The Perils of Chasing Outperformance


Tips & Advice

Howard Marks, the chairman of Oaktree Capital Management, told investors in one of his regular missives that there should be room in our investing minds for “good enough” returns, a sweet spot of asset appreciation that feels acceptable but not necessarily risky.

“It’s based on the belief that the possibility of more isn’t always better,” Marks wrote in 2009. “There should be a point at which investors decline to take more risk in the pursuit of more return, because they’re satisfied with the return they expect and would rather achieve that with high confidence than try for more at the risk of falling short (or losing money).”

The risk that Marks writes about is chasing performance. Much like playing the lottery “because somebody has to win,” chasing performance is falling victim to the view that getting an edge in the markets is something to strive for, that achieving a return that is slightly superior to the total market is not only possible but absolutely worth the trouble.

The challenge here is what one might call the “Olympic viewpoint” error. What’s the difference between gold and silver, and then silver and bronze? In a sport like swimming, a fraction of a second. And the gap between bronze and the rest of the losing swimmers watching from the stands? About the same.

But investing is not Olympic swimming. The difference between “the best” and “pretty darn good” isn’t really relevant over the course of a long investment horizon.

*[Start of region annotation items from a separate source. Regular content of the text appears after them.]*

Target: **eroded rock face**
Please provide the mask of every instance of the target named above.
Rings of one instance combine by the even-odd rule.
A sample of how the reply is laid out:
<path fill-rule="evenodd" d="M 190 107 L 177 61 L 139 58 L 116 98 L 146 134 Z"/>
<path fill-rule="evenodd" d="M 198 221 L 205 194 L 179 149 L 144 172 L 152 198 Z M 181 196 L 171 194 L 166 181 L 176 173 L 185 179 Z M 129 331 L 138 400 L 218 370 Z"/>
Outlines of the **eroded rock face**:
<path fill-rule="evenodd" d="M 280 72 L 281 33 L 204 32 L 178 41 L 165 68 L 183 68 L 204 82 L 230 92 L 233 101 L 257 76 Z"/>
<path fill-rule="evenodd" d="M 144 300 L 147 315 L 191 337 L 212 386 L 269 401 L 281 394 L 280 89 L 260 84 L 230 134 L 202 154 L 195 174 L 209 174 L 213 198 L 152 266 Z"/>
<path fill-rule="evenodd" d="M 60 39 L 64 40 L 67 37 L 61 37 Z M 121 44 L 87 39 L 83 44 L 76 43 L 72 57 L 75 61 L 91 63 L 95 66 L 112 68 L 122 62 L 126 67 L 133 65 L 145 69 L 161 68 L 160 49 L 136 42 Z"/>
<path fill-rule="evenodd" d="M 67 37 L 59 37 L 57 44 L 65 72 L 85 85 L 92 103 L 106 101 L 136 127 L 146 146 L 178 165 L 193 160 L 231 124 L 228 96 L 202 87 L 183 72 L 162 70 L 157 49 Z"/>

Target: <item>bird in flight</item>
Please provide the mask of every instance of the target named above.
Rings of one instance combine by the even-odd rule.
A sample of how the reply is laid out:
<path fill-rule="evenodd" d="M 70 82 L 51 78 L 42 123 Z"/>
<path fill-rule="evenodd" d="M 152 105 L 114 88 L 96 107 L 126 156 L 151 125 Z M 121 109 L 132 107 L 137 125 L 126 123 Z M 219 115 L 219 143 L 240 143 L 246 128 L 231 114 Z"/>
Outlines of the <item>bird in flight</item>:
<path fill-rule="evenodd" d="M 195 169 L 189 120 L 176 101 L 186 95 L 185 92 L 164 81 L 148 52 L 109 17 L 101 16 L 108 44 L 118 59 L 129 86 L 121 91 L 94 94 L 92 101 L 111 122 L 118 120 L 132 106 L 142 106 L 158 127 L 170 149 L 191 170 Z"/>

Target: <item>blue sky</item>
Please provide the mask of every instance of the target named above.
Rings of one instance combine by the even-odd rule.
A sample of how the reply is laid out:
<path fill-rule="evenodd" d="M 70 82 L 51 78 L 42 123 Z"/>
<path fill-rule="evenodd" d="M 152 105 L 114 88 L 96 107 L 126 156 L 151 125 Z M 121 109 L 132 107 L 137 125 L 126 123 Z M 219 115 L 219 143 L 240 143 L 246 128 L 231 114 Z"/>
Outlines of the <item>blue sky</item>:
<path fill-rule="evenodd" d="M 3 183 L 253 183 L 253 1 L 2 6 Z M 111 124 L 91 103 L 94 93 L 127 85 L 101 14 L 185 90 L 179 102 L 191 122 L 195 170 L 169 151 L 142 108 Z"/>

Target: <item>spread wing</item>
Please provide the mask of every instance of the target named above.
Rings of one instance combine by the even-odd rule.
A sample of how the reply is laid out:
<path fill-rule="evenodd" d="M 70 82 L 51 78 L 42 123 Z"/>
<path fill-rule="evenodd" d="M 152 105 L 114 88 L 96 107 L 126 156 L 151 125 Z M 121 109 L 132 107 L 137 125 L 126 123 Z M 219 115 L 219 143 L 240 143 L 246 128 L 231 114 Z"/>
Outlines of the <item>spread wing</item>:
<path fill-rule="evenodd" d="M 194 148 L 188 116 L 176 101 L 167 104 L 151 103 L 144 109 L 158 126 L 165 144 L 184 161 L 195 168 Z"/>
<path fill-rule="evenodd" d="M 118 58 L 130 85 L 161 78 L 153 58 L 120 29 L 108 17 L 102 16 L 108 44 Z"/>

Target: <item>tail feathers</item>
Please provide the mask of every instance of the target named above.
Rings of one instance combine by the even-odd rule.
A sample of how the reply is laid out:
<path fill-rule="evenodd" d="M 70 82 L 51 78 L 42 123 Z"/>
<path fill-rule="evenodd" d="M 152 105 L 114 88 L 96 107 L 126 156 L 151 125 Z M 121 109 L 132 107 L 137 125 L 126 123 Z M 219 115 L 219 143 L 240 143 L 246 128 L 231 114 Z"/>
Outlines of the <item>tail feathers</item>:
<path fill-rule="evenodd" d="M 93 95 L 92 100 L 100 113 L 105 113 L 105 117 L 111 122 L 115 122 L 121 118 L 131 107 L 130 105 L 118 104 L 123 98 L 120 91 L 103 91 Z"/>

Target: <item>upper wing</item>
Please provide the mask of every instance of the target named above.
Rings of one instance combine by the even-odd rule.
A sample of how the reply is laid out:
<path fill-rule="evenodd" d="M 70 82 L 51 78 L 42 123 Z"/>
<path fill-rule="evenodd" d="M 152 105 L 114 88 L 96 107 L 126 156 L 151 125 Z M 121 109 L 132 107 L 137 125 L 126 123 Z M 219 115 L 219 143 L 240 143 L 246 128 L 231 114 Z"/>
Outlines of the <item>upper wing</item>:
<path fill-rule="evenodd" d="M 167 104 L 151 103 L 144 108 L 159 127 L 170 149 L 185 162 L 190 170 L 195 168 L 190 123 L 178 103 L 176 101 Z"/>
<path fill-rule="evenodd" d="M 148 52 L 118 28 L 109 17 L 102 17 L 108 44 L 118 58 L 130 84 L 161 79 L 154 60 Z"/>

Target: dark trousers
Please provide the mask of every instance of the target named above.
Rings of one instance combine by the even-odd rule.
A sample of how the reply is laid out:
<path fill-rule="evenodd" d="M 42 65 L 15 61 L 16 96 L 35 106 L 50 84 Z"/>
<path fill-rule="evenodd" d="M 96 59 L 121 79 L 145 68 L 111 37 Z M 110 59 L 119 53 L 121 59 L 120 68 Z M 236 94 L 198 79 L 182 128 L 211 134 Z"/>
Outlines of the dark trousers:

You can make up a lot of ground in compounding, avoiding unnecessary fees, and managing taxes carefully. One bad slip, however, and you will wipe out years of value.

Better than Average

Vanguard Group Founder John Bogle expressed the problem of overconfidence succinctly in an interview with Investment Advisor magazine in May 2010.

“We all think we’re smarter than average, better drivers than average, I’ve observed without factual verification that most people think they’re better lovers than average, and they think they’re better managers, because ‘I can pick good managers,’” Bogle said. “The record is bereft of a single scintilla of evidence that’s an easy thing to do.”

In fact, he continued, new data from the well-known financial economists Eugene F. Fama and Kenneth R. French showed that mutual funds beat the broad market just 3% of the time over long periods.

“The odds are 97% that you’ll do worse than in an index fund,” Bogle said. “So I’d just like to bring common sense, reality and mathematical truth back into the world of investing. And don’t think I’m going to stop trying.”

What does this investor “under” performance look like in the real world? One research firm studies this problem quite closely. Dalbar, in Boston, Mass., does an annual quantitative analysis of investor behavior, trying to illustrate how large the gap is between market returns (what stocks do, all things being equal) and investor returns (what really happens to your money because of your decisions).

Unsurprisingly, we’re really bad at guessing the direction of the market, and over every conceivable time frame, bull market or bear. Dalbar found that the average equity investor underperformed by the S&P 500 by 4.32% over 20 years and the average fixed-income investor underperformed the Barclay’s Aggregate Bond Index by 5.56%. I don’t have to look at your portfolio to tell you that underperformance plus management fees isn’t your best strategy.

Forget About Trading

Did investors beat the benchmarks in some years and lose badly others? Nope. In time frames measured by 1 year, 3 years, 5 years, 10 years and 20 years, we consistently would do better — much better — buying an index fund and forgetting about trading.

In number terms, stock investors over 20 years saw returns of 3.49%, compared to 7.81% for the S&P 500. Bond investors got creamed, turning in a paltry 0.94% vs. 6.50% for the index.

Ten thousand dollars invested at 3.49% and compounding monthly over 20 years will turn into just over double your money ($20,076.94). At the higher rate of 7.81%, you would end up with $47,442.75. Same investment horizon, same investment type, just less trading. When it comes to investing, less turns out to be a heck of a lot more.